A federal judge gave final approval Tuesday to a class action settlement that requires Aetna Insurance Co. to provide about $300,000 in back payments to 119 insureds whose benefits for eating disorders were limited.
The company also promised to treat future claims more liberally and make internal reforms to resolve disputes over benefits for eating disorders.
U.S. District Judge Faith Hochberg also approved a $350,000 payment to the plaintiffs' class counsel, Nagel Rice in Roseland, N.J. All of the fee comes from Aetna, not out of a percentage of the class members' recovery.
"It makes perfect sense to me," Hochberg said after ruling that the settlement in De Vito v. Aetna, 07-418, was fair, reasonable and adequate.
The settlement requires the company to treat some claims for anorexia and bulimia as it does claims for biologically based mental illnesses, such as schizophrenia. That makes a class of eating-disorder patients eligible for eight months of treatment, compared with 20 outpatient visits per calendar year and 30 days of inpatient benefits.
The 119 insureds who will receive checks were those who had at least one claim limited by Aetna's practices during the past seven years. And in the future, Aetna will treat anorexia and bulimia the same way it does BBMIs.
In addition, anyone Aetna determines to have no medical necessity for enhanced eating-disorder treatment during the next four years would have the right to elect binding review by an independent eating-disorder specialist selected with input from the plaintiffs' lawyers.
At the same time, though, the settlement affects only patients in "fully insured" plans -- those funded by employers. Enrollees in self-funded plans, such as employee welfare and state worker health benefits programs, are not covered by the settlement and would not automatically benefit from the more liberal process.
Nagel estimates that about 530,000 of Aetna's 1.2 million insureds are eligible for the new claims procedures and that the process could be worth up to $2 million in recoveries by the insureds.
Left unclear after Tuesday's hearing was how the value of the settlement would be affected, if at all, by enactment this month of the U.S. Mental Health Parity and Addiction Equity Act of 2008, which seems to require all insurers to do what Aetna has promised.
The law, included by Congress in the Oct. 6 financial bailout package, requires insurers to give equal treatment to claims for mental and physical treatments after Jan. 1, 2001, to insureds in plans covered by ERISA, the federal benefits law.
That means, theoretically, that in 15 months the rights to coverage for eating disorders that Aetna insureds obtained in Tuesday's settlement will be a federal right for all Americans in ERISA plans.

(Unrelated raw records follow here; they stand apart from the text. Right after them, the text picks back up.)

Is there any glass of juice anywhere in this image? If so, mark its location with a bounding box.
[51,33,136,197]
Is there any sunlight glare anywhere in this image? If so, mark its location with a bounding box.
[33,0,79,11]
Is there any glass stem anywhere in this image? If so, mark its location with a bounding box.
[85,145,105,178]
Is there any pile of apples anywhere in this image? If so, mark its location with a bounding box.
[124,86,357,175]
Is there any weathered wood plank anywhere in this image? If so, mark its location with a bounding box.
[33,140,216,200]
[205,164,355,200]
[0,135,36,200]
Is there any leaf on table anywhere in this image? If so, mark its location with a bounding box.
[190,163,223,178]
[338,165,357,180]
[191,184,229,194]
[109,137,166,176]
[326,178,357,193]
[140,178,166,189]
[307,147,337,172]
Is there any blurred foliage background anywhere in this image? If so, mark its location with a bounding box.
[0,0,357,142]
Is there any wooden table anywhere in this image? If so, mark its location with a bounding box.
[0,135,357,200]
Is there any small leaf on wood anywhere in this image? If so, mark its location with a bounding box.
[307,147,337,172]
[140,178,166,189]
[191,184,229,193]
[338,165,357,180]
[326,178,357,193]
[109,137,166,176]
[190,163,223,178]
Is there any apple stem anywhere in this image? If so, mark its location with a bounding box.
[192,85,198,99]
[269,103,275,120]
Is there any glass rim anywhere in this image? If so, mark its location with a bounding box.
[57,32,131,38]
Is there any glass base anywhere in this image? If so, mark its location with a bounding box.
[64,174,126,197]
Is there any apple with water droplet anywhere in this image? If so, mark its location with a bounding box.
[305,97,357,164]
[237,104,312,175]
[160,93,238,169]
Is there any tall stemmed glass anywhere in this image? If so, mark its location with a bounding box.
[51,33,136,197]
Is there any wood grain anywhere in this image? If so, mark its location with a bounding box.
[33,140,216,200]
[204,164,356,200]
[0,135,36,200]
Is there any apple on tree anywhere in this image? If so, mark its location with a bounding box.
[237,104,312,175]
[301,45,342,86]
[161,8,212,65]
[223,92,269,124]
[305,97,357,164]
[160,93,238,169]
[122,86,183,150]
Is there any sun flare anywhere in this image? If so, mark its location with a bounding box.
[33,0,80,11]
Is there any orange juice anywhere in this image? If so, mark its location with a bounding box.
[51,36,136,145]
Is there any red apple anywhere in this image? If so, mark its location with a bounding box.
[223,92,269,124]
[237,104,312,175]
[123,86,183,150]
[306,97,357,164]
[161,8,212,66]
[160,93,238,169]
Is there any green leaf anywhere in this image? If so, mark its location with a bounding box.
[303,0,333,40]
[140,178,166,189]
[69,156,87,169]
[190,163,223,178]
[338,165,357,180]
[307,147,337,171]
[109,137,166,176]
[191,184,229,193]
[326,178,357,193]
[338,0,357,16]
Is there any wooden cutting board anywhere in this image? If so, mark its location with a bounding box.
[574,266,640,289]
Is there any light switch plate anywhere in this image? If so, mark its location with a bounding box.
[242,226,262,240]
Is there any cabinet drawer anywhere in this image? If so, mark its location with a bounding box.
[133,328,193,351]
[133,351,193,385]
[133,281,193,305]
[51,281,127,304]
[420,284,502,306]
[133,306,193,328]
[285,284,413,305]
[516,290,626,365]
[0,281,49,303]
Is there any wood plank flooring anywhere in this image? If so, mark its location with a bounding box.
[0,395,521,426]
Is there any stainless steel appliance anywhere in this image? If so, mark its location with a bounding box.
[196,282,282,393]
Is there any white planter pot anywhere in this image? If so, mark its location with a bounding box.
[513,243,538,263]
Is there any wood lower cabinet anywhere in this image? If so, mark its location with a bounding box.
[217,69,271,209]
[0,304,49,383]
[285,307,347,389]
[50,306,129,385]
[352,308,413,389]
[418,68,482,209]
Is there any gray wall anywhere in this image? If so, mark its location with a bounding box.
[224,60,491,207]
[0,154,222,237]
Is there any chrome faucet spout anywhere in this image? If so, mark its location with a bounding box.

The details of the law have not been promulgated and Nagel told Hochberg he didn't know how it would affect the value of the settlement. Nagel informed her that the parity law had been stuck into the bailout legislation.
But she was not inclined to wait for the details that would enable the parties to determine whether the law required a re-evaluation of the estimate that the settlement would generate $2 million in increased recoveries.
"I am not going to hold this up to ascertain how this new piece of legislation will affect the claimants here, if at all," Hochberg said.
No members of the class opted out and no objections to the settlement or Nagel's firm's fee were filed with the court.
Hochberg is presiding over a similar but broader eating-disorder class action suit, Beye v. Horizon Blue Cross, 06-6219. In that case, the class is all ERISA insureds, not just those in fully insured plans like the ones in the Aetna settlement.